What needs to change?

For an ICS to scale the rollout of virtual wards safely and effectively, we believe that in addition to the question of maturity, the ICS needs to undertake a clinically focused ‘stock-take’ of where they are now.

We suggest the ICS will only be able to scale and demonstrate the effectiveness of virtual wards if they consider the following key points:

Integrated support to staffing

Effective staffing comes from investing and developing an integrated service to recruit, train, schedule and support staff, with alternative workforce models and new mixed roles in delivering virtual ward care. Scarce and specialist medical and nursing staff can then work flexibly across many virtual wards, ensuring patients have access to the staff and knowhow needed to maintain safe and effective care.

Technology

Work towards an integrated technology with a single clinical information management platform. This will enable patients and clinical staff to have access to an integrated ICS suite of remote technology and data deployed to support the effective monitoring of patients at home whilst clinical staff have access to patient-reported data and workflow platform.
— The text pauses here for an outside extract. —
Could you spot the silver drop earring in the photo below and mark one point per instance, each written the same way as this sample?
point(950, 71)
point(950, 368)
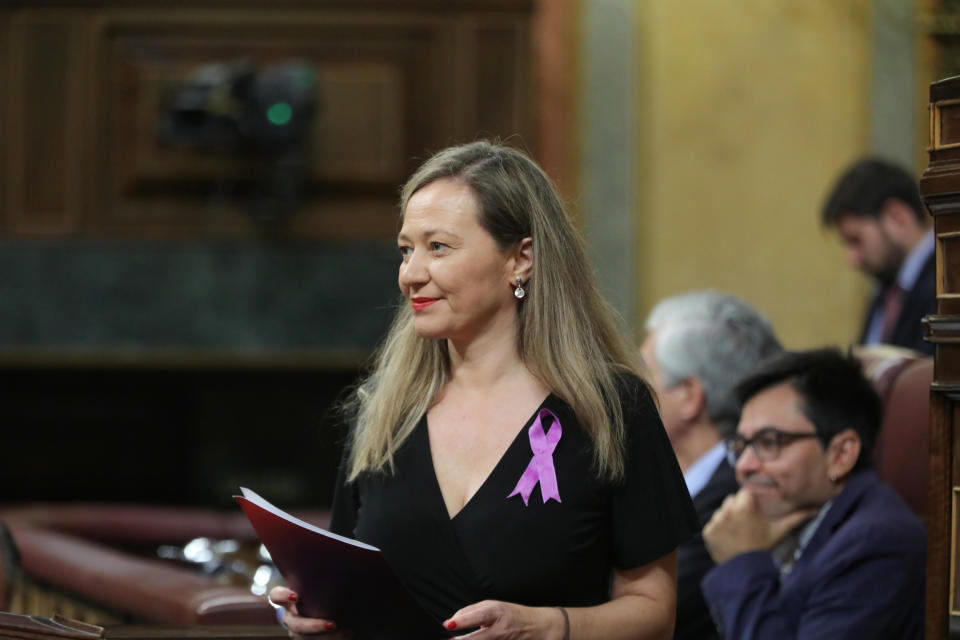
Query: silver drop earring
point(518, 293)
This will reduce the technology anxiety and support needed for patients and reduces the need for multiple log-ons and training for staff.

Operational process

Provide a centrally managed suite of clinical and operational protocols aligned to clinical governance and wider system integration. A coordinated function will ensure the support of safe, effective practice for clinical and support staff, working across virtual wards to support continuity of care, issue management, governance, audit and reporting. The coordinated function will ensure that the virtual ward is a truly integrated part of the care system, to deliver the best possible outcomes and experiences.

Patient support

The objective is to ensure centralised, professional contact and communications services for both staff and patients across the ICS. This will support reliable and comprehensive patient and staff contact, care coordination and communication management for all the ICS virtual ward services.
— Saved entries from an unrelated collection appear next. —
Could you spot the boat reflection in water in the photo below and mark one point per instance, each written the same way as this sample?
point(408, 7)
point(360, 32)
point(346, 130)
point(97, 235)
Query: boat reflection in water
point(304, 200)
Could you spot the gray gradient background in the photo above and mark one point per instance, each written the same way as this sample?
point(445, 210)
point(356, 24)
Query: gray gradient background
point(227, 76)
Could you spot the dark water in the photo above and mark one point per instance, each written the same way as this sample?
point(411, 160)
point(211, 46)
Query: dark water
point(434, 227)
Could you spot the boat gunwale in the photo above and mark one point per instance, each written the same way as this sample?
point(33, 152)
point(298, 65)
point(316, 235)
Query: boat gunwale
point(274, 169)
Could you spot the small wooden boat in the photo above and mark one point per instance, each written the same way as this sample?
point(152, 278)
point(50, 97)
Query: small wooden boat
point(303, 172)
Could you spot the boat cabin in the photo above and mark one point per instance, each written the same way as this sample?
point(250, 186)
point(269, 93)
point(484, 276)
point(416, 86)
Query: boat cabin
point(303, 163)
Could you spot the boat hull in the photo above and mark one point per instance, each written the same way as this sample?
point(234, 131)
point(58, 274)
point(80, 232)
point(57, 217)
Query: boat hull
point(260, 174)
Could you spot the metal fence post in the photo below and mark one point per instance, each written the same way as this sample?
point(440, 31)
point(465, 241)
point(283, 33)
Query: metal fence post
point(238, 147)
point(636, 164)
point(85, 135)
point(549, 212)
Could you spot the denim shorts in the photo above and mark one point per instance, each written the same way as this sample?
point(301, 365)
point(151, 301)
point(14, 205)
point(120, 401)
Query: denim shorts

Support services for virtual wards

To be able to operate virtual wards at scale requires a wide range of clinical and non-clinical activities to happen effectively in the background, and a services provider can take responsibility for delivering this on behalf of the NHS. This ensures that clinical staff focus on supporting their patients and responding to their needs, whilst patients feel they can contact the virtual ward team with any questions clinical or non-clinical, to get help they need.

Managing change

Virtual wards are still in their early stages of development. ICSs will need support to create new processes and ways of working to optimally support virtual ward staff to deliver high quality, safe technology-enabled patient care. So, organisations that can support the NHS with operations and change will be a welcome addition.

Achieving maturity will not come from trying to optimise or bolster point deployments. It will come from having the right foundations in place, with one eye firmly on the demands of achieving scale.